Saltar para: Post [1], Comentar [2], Pesquisa e Arquivos [3]



A AVENIDA PODIA SER DIFERENTE

por falcao, em 06.03.12

Há quase uma década o arquitecto norte-americano Frank Gehry foi convidado para fazer o projecto de transformação do Parque Mayer. Incluiria um Casino (que mais tarde foi parar à zona da Expo), salas de espectáculos, zonas de lazer, uma academia de formação de artes cénicas e também a reinstalação do Hot Clube.


 


Os desenhos do projecto, que eu conheci, tinham a marca inconfundível do célebre arquitecto norte-americano.
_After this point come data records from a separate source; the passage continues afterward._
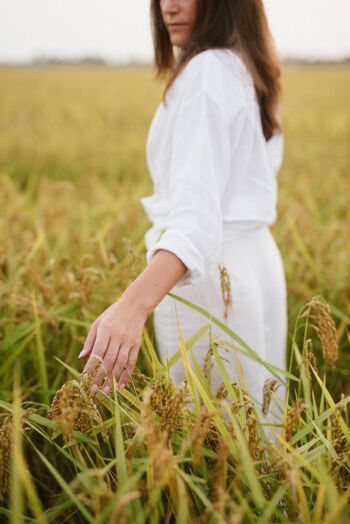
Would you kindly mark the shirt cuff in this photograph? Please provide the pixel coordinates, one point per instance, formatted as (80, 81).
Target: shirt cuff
(177, 243)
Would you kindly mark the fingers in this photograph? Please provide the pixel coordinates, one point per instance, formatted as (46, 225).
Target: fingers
(89, 342)
(130, 366)
(107, 363)
(98, 350)
(120, 370)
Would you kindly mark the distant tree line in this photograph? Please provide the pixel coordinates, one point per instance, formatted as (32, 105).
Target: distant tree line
(97, 60)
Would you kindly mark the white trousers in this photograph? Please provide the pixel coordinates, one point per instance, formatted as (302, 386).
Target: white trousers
(258, 314)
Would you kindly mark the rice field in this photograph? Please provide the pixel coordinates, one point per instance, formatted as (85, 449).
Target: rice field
(72, 170)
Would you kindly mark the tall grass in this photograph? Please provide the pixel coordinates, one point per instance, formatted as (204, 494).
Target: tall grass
(72, 169)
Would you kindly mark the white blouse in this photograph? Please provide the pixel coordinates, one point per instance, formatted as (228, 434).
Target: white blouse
(211, 166)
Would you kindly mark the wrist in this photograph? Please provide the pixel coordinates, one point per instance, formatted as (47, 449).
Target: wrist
(136, 301)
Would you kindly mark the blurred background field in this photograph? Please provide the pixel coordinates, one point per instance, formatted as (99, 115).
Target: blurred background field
(73, 167)
(72, 170)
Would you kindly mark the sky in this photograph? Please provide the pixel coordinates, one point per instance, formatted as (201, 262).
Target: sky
(119, 30)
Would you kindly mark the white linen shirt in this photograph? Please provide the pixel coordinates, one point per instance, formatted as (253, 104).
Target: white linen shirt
(211, 166)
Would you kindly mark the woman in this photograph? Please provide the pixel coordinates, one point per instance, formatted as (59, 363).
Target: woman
(214, 150)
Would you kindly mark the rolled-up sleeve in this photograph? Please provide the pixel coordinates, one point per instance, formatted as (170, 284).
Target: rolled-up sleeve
(198, 169)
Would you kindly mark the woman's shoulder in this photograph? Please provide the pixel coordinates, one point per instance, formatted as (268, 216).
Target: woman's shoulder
(218, 72)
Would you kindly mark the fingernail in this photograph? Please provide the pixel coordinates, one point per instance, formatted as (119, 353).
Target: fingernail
(94, 388)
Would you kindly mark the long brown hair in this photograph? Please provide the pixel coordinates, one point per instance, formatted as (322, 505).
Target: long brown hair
(239, 24)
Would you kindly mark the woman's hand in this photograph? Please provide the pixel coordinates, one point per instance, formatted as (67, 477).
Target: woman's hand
(115, 337)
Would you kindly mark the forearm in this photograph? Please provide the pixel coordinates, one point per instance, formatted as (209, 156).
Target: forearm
(151, 286)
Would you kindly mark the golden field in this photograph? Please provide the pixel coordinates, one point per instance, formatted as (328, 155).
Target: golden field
(72, 170)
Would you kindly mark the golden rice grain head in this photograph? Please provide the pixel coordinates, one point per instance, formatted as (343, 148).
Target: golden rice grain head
(225, 283)
(293, 417)
(326, 329)
(73, 408)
Eram arrojados, integravam-se no local, respeitavam a envolvente do Jardim Botânico. Ofereciam soluções para as várias funcionalidades que se pretendiam. Os novos edifícios seriam certamente um pólo de atracção. O movimento que toda esta zona geraria – Casino, Teatros, auditóriois, restaurantes, teria tido um enorme impacto, positivo, na Avenida.


 


Lembrei-me disto quando há dias um amigo meu, que não vive em Portugal há muito, comentou como a cidade está mortiça à noite e como a Avenida da Liberdade, mesmo sendo a principal artéria da cidade, praticamente morre depois das 21h00. Falei-lhe neste projecto, abotado por razões mesquinhas e políticas. Hoje em dia é evidente que seria bem melhor ter o Parque Mayer já recuperado (nesta década que entretanto decorreu o projecto teria ficado pronto) e avenida dinamizada, viva e pulsante.


 


Puxei um bocadinho pela memória e lembrei-me de alguns factos curiosos: em primeiro lugar, o projecto era auto-sustentável e estava coberto pelas receitas das contrapartidas do próprio Casino; em segundo lugar existia um genuíno entusiasmo de diversas entidades ligadas à produção de epsectáculos; e em terceiro lugar recordei-me que tudo foi abortado por um veto presidencial directo ao diploma que viabilizava a montagem de toda a operação. Esse veto, lembrei o meu amigo nessa conversa, veio do Presidente de então – Jorge Sampaio. Mais um dos seus feitos que fica para a História.


 


(Publicado no diário Metro de 6 de Março)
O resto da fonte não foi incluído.